With reference to FIG. 4, the lower or supporting cart is preferably 
strengthened during manufacture by welding a diagonal flexible metal rod 
42 to the underside near one corner of the upper frame and the top of 
opposite corner of the bottom frame. Similar diagonal rods should be 
welded on the opposite side and both end sections of the cart. If desired, 
rod 42 can be welded to each upstanding rod 43 as well. 
When stacking is desired, stacking member 10 is placed on to the canvas or 
vinyl covered top frame of supporting cart 41. The fact that cart 41 has 
only two or four wheels touching a flat supporting surface at any one time 
is insignificant. Flanges 21 and 23 aid in the quick and accurate 
placement of member 10. The end sections of cart 41 and the end sections 
of member 10 are shorter than the side sections for most standard carts. 
Member 10 requires no front-back orientation with cart 41. 

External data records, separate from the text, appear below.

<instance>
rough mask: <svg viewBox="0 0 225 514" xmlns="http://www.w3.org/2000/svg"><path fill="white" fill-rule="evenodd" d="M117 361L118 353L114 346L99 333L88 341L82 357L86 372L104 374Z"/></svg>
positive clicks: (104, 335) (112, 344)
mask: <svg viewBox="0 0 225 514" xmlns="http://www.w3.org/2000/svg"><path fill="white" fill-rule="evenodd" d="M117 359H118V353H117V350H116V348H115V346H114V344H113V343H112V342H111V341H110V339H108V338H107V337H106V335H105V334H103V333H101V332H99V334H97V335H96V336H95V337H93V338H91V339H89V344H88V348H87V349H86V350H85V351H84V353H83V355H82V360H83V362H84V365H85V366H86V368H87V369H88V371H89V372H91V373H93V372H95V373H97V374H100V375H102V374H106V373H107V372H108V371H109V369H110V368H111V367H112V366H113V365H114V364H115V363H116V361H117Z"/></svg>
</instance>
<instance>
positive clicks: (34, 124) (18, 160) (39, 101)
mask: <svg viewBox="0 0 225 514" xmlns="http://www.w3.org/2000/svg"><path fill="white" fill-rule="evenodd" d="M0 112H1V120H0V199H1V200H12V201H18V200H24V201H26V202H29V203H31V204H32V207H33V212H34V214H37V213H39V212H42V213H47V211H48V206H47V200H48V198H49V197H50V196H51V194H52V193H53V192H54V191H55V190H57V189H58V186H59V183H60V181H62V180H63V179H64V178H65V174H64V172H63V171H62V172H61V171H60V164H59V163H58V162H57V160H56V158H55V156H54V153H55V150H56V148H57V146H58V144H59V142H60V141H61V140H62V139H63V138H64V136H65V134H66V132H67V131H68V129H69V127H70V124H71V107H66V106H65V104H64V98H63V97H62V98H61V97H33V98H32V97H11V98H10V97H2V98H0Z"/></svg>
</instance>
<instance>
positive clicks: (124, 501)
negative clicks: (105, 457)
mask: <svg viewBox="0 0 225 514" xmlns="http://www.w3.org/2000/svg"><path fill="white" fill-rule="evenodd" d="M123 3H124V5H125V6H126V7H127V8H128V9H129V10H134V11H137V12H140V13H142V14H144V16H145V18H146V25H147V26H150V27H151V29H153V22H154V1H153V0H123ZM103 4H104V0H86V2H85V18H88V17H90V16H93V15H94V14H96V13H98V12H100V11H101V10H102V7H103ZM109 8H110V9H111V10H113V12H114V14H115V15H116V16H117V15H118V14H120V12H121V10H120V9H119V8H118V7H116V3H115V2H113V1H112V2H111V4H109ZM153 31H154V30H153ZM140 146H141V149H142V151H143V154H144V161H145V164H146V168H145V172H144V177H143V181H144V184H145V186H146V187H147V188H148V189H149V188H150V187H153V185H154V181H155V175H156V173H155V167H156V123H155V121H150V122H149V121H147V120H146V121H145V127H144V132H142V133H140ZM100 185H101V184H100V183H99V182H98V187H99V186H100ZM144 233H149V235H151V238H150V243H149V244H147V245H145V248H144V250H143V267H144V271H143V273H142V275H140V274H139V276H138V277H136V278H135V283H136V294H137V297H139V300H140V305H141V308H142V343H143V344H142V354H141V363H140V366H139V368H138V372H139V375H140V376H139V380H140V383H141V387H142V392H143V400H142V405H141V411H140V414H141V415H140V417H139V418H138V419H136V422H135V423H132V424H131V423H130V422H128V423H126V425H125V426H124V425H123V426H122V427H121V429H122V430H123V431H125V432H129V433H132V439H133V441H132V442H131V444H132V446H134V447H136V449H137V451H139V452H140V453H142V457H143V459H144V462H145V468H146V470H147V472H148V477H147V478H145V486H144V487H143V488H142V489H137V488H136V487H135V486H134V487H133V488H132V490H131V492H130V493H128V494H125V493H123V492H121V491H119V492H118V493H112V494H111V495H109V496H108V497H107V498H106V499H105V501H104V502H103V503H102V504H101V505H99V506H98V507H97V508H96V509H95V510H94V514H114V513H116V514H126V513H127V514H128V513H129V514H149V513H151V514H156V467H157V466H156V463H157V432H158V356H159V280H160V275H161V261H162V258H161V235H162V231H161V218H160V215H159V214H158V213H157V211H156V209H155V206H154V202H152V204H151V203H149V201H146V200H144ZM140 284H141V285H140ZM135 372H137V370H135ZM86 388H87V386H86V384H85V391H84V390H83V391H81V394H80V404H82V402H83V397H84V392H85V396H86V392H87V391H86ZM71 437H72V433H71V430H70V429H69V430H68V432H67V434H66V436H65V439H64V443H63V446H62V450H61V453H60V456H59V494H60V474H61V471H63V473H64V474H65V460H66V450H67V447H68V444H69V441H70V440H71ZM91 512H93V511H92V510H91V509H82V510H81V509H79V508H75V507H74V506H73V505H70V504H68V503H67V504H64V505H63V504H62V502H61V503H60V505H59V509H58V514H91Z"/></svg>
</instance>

A fully or partially loaded stacked cart 40 is raised by a fork lift or 
other mechanism and oriented so that the long side of cart 40 generally 
aligns with the long side of cart 41 and casters 32 and 34 are above 
member 10. Standard fork lift tongues extend under and lift cart 41 at the 
bottom frame zones marked 44. Once lifted, the fork lift operator 
approaches cart 41 from the side and aligns the center, fixed axis caster 
wheel 32 with rails 26. Once aligned, the operator lowers cart 40 until 
wheels 32 are indexed between and supported by rails 26. The only lateral 
requirement for cart 40 placement is that both wheels 32 lie outside 
struts 12 and 14. This alignment can be easily seen by the operator by 
watching that the two corner wheels 34 closest to the operator descend 
onto plates 18. The thicknesses of plates 18 are selected to support the 
four swivel cart wheels 34 notwithstanding the standard one-eighth inch 
vertical off-set of the center fixed caster 32 relative to the swivel 
casters 34. With wheels 32 and 34 so supported on member 10, the operator 
can lower and withdraw the fork lift tongues. The carts are ready for 
storage or transport. 
If desired, the assembly can be transported locally by a standard fork lift 
that slides tongues under the bottom frame of cart 41 and engages at zones 
46. In this way, both carts can be lifted simultaneously in their 
positions shown in FIG. 4 and transported by fork lift truck. Cart 41 
remains longitudinally and transversely secured by member 10 as described 
above during lift and transport. Alternately, the assembly of carts 40, 41 
and stacking member 10 can be manually walked and controlled by pushing 
cart 41 in the usual manner. 
It should be understood that various modifications may be made to the 
herein disclosed exemplary embodiment without departing from the teachings 
and concepts of the present invention.